Birinci bölüm (Allegro molto), iki ‘tema’ ile işlenmiştir, ilki karanlık görünüşüyle hıçkırıklı bir şizofreni ya da trajik bir avunma, ikincisi gizli bir acının açıklanışıdır sanki. İkinci bölüm (Andante), karşılık görmeyen duygulu bir aşk şarkısı gibi yorumlanır Üçüncü bölüm (Menuetto), ışıklı coşkun bir saray dansı değildir. Eğlenceyle de ilintisizdir. «Üçlü» ise bulutla kaplı gökyüzünden sızan bir güneş ışınını andırır. Dördüncü bölüm (Allegro assai), karanlık ve şeytani güçlerle ölesiye bir savaşın ve zaferin anlatımıdır.
SENFONİ «Do majör» No. 41 K.V. 551 «Jüpiter»

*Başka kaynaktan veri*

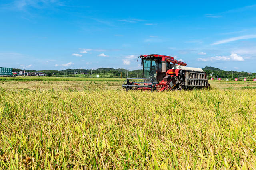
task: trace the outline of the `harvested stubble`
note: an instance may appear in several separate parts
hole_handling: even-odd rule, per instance
[[[253,168],[253,89],[0,92],[0,167]]]

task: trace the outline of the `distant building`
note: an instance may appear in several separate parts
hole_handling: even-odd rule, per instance
[[[0,67],[0,76],[11,76],[12,68]]]
[[[39,76],[46,76],[46,75],[43,72],[38,72]]]

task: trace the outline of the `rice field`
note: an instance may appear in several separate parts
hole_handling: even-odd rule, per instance
[[[123,80],[14,80],[0,82],[1,169],[256,167],[252,82],[151,93]]]

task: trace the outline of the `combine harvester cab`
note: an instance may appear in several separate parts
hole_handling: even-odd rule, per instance
[[[127,78],[124,90],[159,91],[204,88],[210,86],[208,74],[199,68],[186,66],[186,63],[171,56],[150,54],[141,59],[143,77]]]

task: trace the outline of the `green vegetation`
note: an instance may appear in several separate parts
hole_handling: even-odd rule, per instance
[[[12,69],[13,71],[19,71],[22,70],[19,69]],[[111,68],[100,68],[96,70],[89,69],[68,69],[61,71],[56,70],[43,70],[36,71],[35,70],[27,70],[26,72],[42,72],[46,74],[48,76],[64,76],[66,75],[66,72],[68,77],[76,77],[80,76],[80,72],[83,73],[81,74],[82,77],[90,77],[91,71],[92,73],[92,77],[96,77],[96,75],[99,75],[100,77],[105,78],[119,78],[121,77],[121,74],[122,78],[127,76],[127,73],[128,71],[128,75],[130,78],[142,77],[143,72],[142,70],[137,70],[133,71],[128,71],[122,68],[114,69]],[[77,73],[74,74],[74,73]]]
[[[44,78],[0,84],[0,169],[256,166],[251,82],[151,93]]]
[[[1,81],[97,81],[101,82],[115,81],[124,82],[125,78],[88,78],[82,77],[38,77],[38,76],[23,76],[15,77],[0,77]]]
[[[13,71],[19,71],[20,69],[12,68]],[[209,75],[212,74],[212,76],[215,78],[217,77],[222,78],[232,78],[232,71],[224,71],[219,68],[213,67],[206,66],[203,70]],[[122,78],[127,77],[127,70],[122,68],[114,69],[111,68],[100,68],[96,70],[92,70],[92,77],[96,78],[97,75],[99,76],[101,78],[120,78],[122,74]],[[54,70],[43,70],[36,71],[34,70],[26,70],[30,72],[42,72],[46,73],[47,76],[64,77],[66,75],[66,72],[68,77],[80,77],[82,78],[90,78],[91,70],[88,69],[70,69],[64,70],[61,71]],[[80,75],[80,72],[83,73]],[[74,74],[77,73],[77,74]],[[234,71],[234,78],[239,77],[241,78],[240,80],[242,80],[243,78],[246,78],[248,80],[252,80],[254,78],[256,77],[256,73],[253,73],[252,75],[248,75],[247,72],[244,71],[237,72]],[[136,70],[133,71],[128,71],[128,76],[130,78],[137,77],[142,77],[143,71],[142,70]]]
[[[232,79],[232,74],[234,73],[234,78],[246,78],[248,80],[252,80],[256,77],[256,73],[252,73],[251,75],[248,75],[248,72],[244,71],[224,71],[220,69],[213,67],[205,67],[203,68],[204,71],[208,74],[209,76],[212,73],[213,77],[216,78],[217,76],[220,78],[229,78]]]

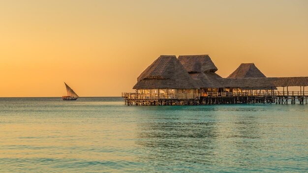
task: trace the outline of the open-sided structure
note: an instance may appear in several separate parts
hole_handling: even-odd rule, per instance
[[[296,98],[307,103],[308,77],[268,78],[252,63],[241,64],[226,78],[216,74],[217,70],[207,55],[161,56],[138,77],[136,92],[122,96],[128,105],[287,104],[290,99],[295,104]],[[300,91],[289,91],[294,86]]]
[[[140,98],[194,98],[198,86],[175,56],[161,56],[138,77]]]
[[[196,81],[200,88],[199,93],[217,92],[223,87],[217,80],[221,77],[215,73],[218,69],[208,55],[180,56],[178,59]]]

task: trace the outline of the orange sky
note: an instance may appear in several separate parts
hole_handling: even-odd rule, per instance
[[[1,0],[0,97],[132,91],[160,55],[308,76],[308,0]]]

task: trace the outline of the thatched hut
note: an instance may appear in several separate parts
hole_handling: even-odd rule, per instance
[[[193,98],[198,86],[175,56],[160,56],[133,88],[143,98]]]
[[[197,81],[201,91],[199,92],[217,92],[223,86],[215,73],[218,69],[208,55],[180,56],[180,62],[191,78]]]
[[[266,76],[260,71],[260,70],[254,65],[253,63],[242,63],[240,66],[231,73],[229,76],[227,77],[227,79],[240,79],[240,78],[265,78]],[[268,87],[262,86],[259,87],[248,87],[245,86],[245,82],[246,81],[252,82],[253,79],[250,80],[241,80],[238,81],[229,80],[232,83],[238,83],[239,81],[243,82],[243,85],[241,87],[230,88],[229,90],[233,90],[234,92],[241,92],[246,91],[249,90],[251,91],[256,91],[256,90],[259,91],[265,90],[268,89],[277,89],[275,86],[270,86]],[[262,82],[262,80],[255,80],[255,82]],[[227,81],[225,80],[225,81]],[[220,81],[221,82],[221,81]],[[226,86],[225,86],[227,87]]]
[[[227,78],[266,78],[253,63],[242,63]]]

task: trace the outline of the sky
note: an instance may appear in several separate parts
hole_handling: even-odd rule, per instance
[[[308,76],[308,0],[0,0],[0,97],[120,96],[160,55]]]

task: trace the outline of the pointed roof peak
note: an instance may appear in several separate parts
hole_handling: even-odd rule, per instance
[[[133,88],[195,87],[194,81],[175,56],[160,56],[138,77]]]
[[[180,56],[178,58],[188,73],[215,73],[218,70],[208,55]]]
[[[227,78],[266,78],[253,63],[242,63]]]

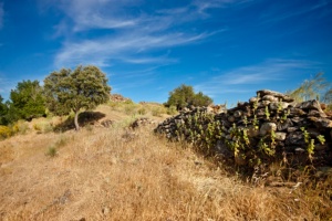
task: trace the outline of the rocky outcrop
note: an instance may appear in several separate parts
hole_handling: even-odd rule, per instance
[[[297,104],[269,90],[218,114],[208,107],[186,109],[155,131],[246,167],[276,160],[290,167],[332,166],[332,120],[320,103]]]
[[[111,102],[127,102],[127,101],[131,101],[131,99],[122,96],[121,94],[111,94],[110,95],[110,101]]]

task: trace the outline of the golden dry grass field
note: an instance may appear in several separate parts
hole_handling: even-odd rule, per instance
[[[0,141],[0,220],[331,220],[314,189],[253,186],[156,125],[132,131],[123,109],[97,112],[115,125]]]

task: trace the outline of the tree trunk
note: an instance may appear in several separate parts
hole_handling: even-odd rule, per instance
[[[75,110],[75,129],[76,129],[76,131],[80,130],[80,125],[79,125],[79,113],[80,113],[80,110]]]

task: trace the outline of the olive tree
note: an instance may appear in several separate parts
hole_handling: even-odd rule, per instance
[[[214,101],[210,97],[204,95],[201,92],[196,94],[193,86],[181,84],[174,91],[169,92],[169,97],[167,103],[165,103],[165,106],[176,106],[176,109],[178,110],[189,105],[208,106],[212,102]]]
[[[96,66],[77,66],[74,71],[62,69],[44,80],[46,107],[55,115],[74,112],[75,129],[80,129],[81,109],[93,109],[108,101],[111,87],[106,75]]]
[[[10,99],[12,120],[31,120],[45,115],[44,97],[39,81],[19,82],[17,88],[10,92]]]

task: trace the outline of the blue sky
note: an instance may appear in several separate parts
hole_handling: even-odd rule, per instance
[[[216,104],[332,82],[332,0],[0,0],[0,94],[97,65],[112,93],[166,102],[180,84]]]

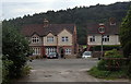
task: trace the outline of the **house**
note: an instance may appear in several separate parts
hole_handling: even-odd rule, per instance
[[[78,51],[76,26],[74,24],[43,24],[25,25],[22,34],[31,41],[33,56],[44,56],[49,52],[75,55]]]
[[[119,23],[115,19],[109,19],[106,23],[90,23],[87,24],[87,50],[91,46],[102,45],[102,34],[98,33],[98,27],[105,26],[103,34],[103,45],[120,45],[119,40]]]

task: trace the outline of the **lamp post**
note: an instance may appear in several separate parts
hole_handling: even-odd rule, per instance
[[[104,56],[104,49],[103,49],[103,36],[105,34],[105,25],[104,24],[99,24],[98,33],[102,34],[102,55],[100,55],[100,58],[102,58]],[[98,60],[100,60],[100,58],[98,58]]]

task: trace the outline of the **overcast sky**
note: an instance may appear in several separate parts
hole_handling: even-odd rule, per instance
[[[0,0],[1,1],[1,0]],[[130,0],[2,0],[0,2],[0,20],[13,19],[48,10],[66,10],[80,5],[110,4]]]

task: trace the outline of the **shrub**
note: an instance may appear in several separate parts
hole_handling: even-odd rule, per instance
[[[112,49],[119,50],[121,46],[120,45],[104,45],[103,48],[104,50],[112,50]],[[95,51],[99,51],[100,49],[102,49],[102,46],[91,47],[91,50],[95,50]]]
[[[122,56],[116,49],[106,51],[105,57],[107,59],[102,59],[97,64],[97,68],[99,70],[118,71],[126,63],[123,60],[114,59],[114,58],[122,58]]]
[[[4,59],[2,60],[2,84],[8,84],[11,80],[10,69],[13,67],[13,61]]]
[[[31,69],[32,69],[32,68],[31,68],[29,65],[23,67],[23,68],[22,68],[22,72],[21,72],[21,76],[25,76],[25,75],[29,74]]]

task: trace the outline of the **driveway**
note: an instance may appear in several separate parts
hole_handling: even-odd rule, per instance
[[[39,59],[28,62],[31,74],[20,82],[105,82],[87,74],[97,59]],[[117,80],[127,82],[128,80]]]

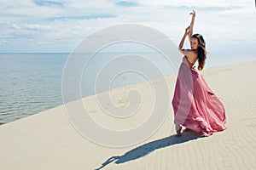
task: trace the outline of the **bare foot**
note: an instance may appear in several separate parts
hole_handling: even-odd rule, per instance
[[[180,127],[176,132],[177,132],[177,136],[180,137],[181,136],[181,131],[182,131],[182,127]]]

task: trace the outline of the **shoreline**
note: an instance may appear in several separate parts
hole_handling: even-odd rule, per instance
[[[58,54],[58,53],[57,53],[57,54]],[[206,76],[206,75],[208,74],[207,71],[212,71],[212,70],[218,70],[218,69],[222,70],[222,69],[224,69],[224,67],[236,66],[236,65],[244,65],[244,64],[247,64],[247,63],[249,63],[249,62],[253,62],[253,61],[256,61],[256,60],[248,60],[248,61],[242,61],[242,62],[234,63],[234,64],[230,64],[230,65],[218,65],[218,66],[213,66],[213,67],[207,67],[207,68],[205,68],[205,70],[203,70],[202,71],[199,71],[199,72],[200,72],[202,76]],[[206,72],[206,73],[204,74],[204,72]],[[177,73],[175,73],[175,74],[170,74],[170,75],[166,75],[165,77],[168,78],[168,77],[170,77],[170,76],[175,76],[176,75],[177,75]],[[155,80],[157,80],[157,79],[161,79],[161,78],[165,78],[165,77],[158,77],[158,78],[156,78]],[[154,80],[152,80],[152,81],[154,81]],[[129,86],[133,86],[133,85],[138,85],[138,84],[145,83],[145,82],[141,82],[135,83],[135,84],[129,84],[129,85],[126,85],[126,86],[118,87],[118,88],[114,88],[114,89],[111,89],[111,90],[115,90],[115,89],[118,89],[118,88],[125,88],[125,87],[129,87]],[[111,91],[111,90],[108,90],[108,91],[104,91],[104,92],[108,92],[108,91]],[[103,92],[103,93],[104,93],[104,92]],[[91,95],[86,96],[86,97],[84,97],[84,98],[91,97],[91,96],[94,96],[94,95],[96,95],[96,94],[91,94]],[[83,98],[83,99],[84,99],[84,98]],[[25,116],[25,117],[21,117],[21,118],[19,118],[19,119],[15,119],[15,120],[14,120],[14,121],[11,121],[11,122],[0,122],[0,126],[1,126],[1,125],[7,124],[7,123],[9,123],[9,122],[15,122],[15,121],[23,119],[23,118],[26,118],[26,117],[31,116],[33,116],[33,115],[39,114],[40,112],[46,111],[46,110],[51,110],[51,109],[54,109],[54,108],[55,108],[55,107],[59,107],[59,106],[61,106],[61,105],[63,105],[63,103],[62,103],[62,105],[56,105],[56,106],[54,106],[54,107],[52,107],[52,108],[49,108],[49,109],[47,109],[47,110],[41,110],[41,111],[39,111],[39,112],[38,112],[38,113],[34,113],[34,114],[29,115],[29,116]]]
[[[256,60],[202,71],[207,82],[223,101],[228,128],[210,137],[193,132],[176,137],[173,112],[168,110],[160,128],[150,137],[127,147],[106,147],[88,140],[70,123],[63,105],[0,126],[1,167],[9,169],[254,169]],[[172,90],[174,78],[167,78]],[[158,88],[161,83],[158,82]],[[148,84],[135,84],[144,97],[142,109],[125,119],[106,115],[95,96],[84,99],[90,116],[109,129],[130,129],[147,120],[152,106]],[[112,91],[119,106],[127,88]],[[137,102],[137,100],[132,99]],[[108,103],[105,109],[113,110]],[[164,110],[163,110],[164,111]],[[120,122],[118,122],[120,121]],[[97,135],[97,132],[91,131]],[[103,138],[103,137],[102,137]]]

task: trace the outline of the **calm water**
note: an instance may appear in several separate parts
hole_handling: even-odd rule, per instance
[[[68,55],[69,54],[0,54],[0,124],[63,104],[61,77]],[[143,55],[154,61],[164,75],[175,73],[161,56],[154,54]],[[84,68],[81,76],[82,97],[96,93],[94,84],[97,79],[96,78],[97,73],[111,59],[113,59],[113,54],[99,54],[90,62],[90,65],[88,64],[88,67]],[[209,54],[206,67],[251,60],[256,60],[256,56],[239,54]],[[123,66],[123,65],[115,65],[115,67]],[[158,76],[152,74],[150,78]],[[146,80],[145,76],[137,72],[124,72],[118,75],[108,87],[102,88],[97,92]],[[70,100],[76,99],[76,96],[72,96],[71,91]]]

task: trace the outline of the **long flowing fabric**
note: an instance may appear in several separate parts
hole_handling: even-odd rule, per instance
[[[226,129],[225,110],[186,57],[179,67],[172,99],[174,123],[209,136]]]

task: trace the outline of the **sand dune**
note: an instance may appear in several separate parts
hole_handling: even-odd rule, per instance
[[[255,71],[253,60],[202,72],[225,106],[228,129],[224,132],[202,138],[190,131],[177,138],[170,108],[150,138],[128,147],[106,147],[81,136],[61,105],[0,126],[0,169],[256,169]],[[175,78],[167,78],[173,90]],[[161,80],[157,80],[160,88]],[[84,101],[90,105],[91,117],[110,129],[131,128],[147,120],[152,106],[148,83],[113,90],[113,100],[125,107],[126,92],[133,88],[145,96],[137,114],[119,122],[90,96]],[[112,108],[108,103],[102,107]]]

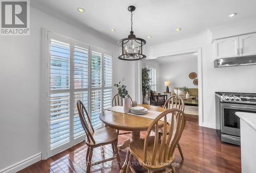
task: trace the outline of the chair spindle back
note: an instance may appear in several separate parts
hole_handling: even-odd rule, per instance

Mozart’ın bu son senfonisi 1788 yılı 10 Ağustos günü tamamlanmıştır. «Sol manör» senfoniden iki hafta sonra. Bu gerçek, bestecinin inanılması güç yaratma yeteneğinin bir belirtisi olarak gösterilir. «Do majör» senfoniye «jüpiter» adını veren ünlü piyanist Johann Baptist Cramer (1771 – 1858), nedenini şöyle açıklar: «Tanrısal bütünlüğü ve yetkinliği bana bu adı ilham etti…» Klâsik senfoni biçiminin bu eşsiz anıtı bestecinin işçiliğinde ulaştığı doruğu, orkestralama sanatında vardığı olağanüstü ustalığı gösterir.
Birinci bölüm (Allegro vivace); erkekçe bir girişin kısa bir süre sonra melodik bir çözüme varışı, kâh mutlu, kâh alabildiğine ciddi hava içinde işlenişi, ikinci bölüm (Andante cantabile); şarkıyı andıran bir “tema’nın acılı ve hüzünlü bir düşle sürüşü, üçüncü bölüm (Menuetto); sakin, coşkusuz bir dansın oynak bir «Üçlü» ile süslenişi, dördüncü bölüm (Allegro molto); Mozart’ın beste alanındaki dehasını bir daha açıklayan bir çabanın belirişi, «kahramanlık» simgesi olarak yorumlanabilecek ayrıntılarla örülü bir eserin yankısıdır.